- Fakat ezelden ebede kadar zuhur ede gelen her yeni nakış, gönle akseder, orada perdesiz, apaçık surette tecilli eder.
- تا ابد هر نقش نو کاید بر او ** مینماید بیحجابی اندر او
- Gönüllerini cilâlamış olanlar; renkten, kokudan kurtulmuşlardır. Her nefeste zahmetsizce bir güzellik görürler.
- اهل صیقل رستهاند از بوی و رنگ ** هر دمی بینند خوبی بیدرنگ
- Onlar, ilmin kabuğundaki nakşı bırakmışlar, Aynel yakîn bayrağını kaldırmışlardır.
- نقش و قشر علم را بگذاشتند ** رایت عین الیقین افراشتند
- Düşünceyi bırakmışlar, âşinalık denizini bulmuşlar, bilişikte yok olmuşlardır.

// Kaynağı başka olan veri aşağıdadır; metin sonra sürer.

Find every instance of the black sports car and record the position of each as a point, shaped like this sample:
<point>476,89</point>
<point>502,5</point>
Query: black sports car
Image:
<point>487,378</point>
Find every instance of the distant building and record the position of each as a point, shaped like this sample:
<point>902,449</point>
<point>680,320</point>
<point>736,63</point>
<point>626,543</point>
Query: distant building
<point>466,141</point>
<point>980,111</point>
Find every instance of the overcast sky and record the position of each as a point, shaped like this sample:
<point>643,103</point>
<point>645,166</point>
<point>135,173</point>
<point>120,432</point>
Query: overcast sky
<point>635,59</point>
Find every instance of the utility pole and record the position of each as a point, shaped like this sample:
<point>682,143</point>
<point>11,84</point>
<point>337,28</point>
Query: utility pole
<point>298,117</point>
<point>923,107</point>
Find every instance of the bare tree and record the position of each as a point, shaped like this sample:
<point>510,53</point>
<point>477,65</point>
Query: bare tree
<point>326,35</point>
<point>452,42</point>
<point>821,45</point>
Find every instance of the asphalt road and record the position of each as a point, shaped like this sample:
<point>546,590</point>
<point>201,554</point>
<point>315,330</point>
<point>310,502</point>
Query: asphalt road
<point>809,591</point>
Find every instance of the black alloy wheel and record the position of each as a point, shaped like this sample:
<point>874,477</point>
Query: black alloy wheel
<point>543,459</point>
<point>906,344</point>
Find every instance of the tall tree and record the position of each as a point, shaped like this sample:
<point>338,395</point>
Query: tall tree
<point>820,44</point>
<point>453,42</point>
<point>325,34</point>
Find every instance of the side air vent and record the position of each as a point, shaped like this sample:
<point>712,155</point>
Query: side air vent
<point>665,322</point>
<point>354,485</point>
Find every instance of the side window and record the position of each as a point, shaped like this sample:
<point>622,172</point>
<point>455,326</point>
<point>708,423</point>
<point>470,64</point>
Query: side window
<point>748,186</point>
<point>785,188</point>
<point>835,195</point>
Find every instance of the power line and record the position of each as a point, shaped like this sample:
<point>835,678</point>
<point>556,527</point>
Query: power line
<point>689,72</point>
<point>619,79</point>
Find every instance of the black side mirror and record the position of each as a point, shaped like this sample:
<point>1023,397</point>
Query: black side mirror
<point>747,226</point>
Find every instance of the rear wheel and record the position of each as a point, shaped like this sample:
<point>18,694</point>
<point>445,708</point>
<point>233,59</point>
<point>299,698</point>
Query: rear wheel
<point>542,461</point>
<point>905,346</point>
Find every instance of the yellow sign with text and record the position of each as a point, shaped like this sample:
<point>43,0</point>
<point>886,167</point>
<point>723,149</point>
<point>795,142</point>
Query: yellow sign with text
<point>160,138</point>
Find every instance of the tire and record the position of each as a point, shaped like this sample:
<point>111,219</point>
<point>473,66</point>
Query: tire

- رفت فکر و روشنایی یافتند ** نحر و بحر آشنایی یافتند
- Herkes ölümden ürker, korkar. Bu kavimse ona bıyık altından gülmektedir. 3495
- مرگ کاین جمله از او در وحشتاند ** میکنند این قوم بر وی ریشخند
- Kimse onların gönlüne galip gelmez. Sedefe zarar gelir, inciye değil.
- کس نیابد بر دل ایشان ظفر ** بر صدف آید ضرر نی بر گهر
- Onlar fıkhı ve nahvı terk etmişlerdir ama mahvolmayı ve yokluğu ihtiyar etmişlerdir.
- گر چه نحو و فقه را بگذاشتند ** لیک محو و فقر را برداشتند
- Sekiz cennetin nakışları parladıkça onların gönül levhine vurur, orada tecelli eder.
- تا نقوش هشت جنت تافته ست ** لوح دلشان را پذیرا یافته ست
- Tanrı’nın doğruluk makamında oturanların, orasını yurt edinenlerin derecesi; arştan da yücedir, kürsüden de, boşluktan da!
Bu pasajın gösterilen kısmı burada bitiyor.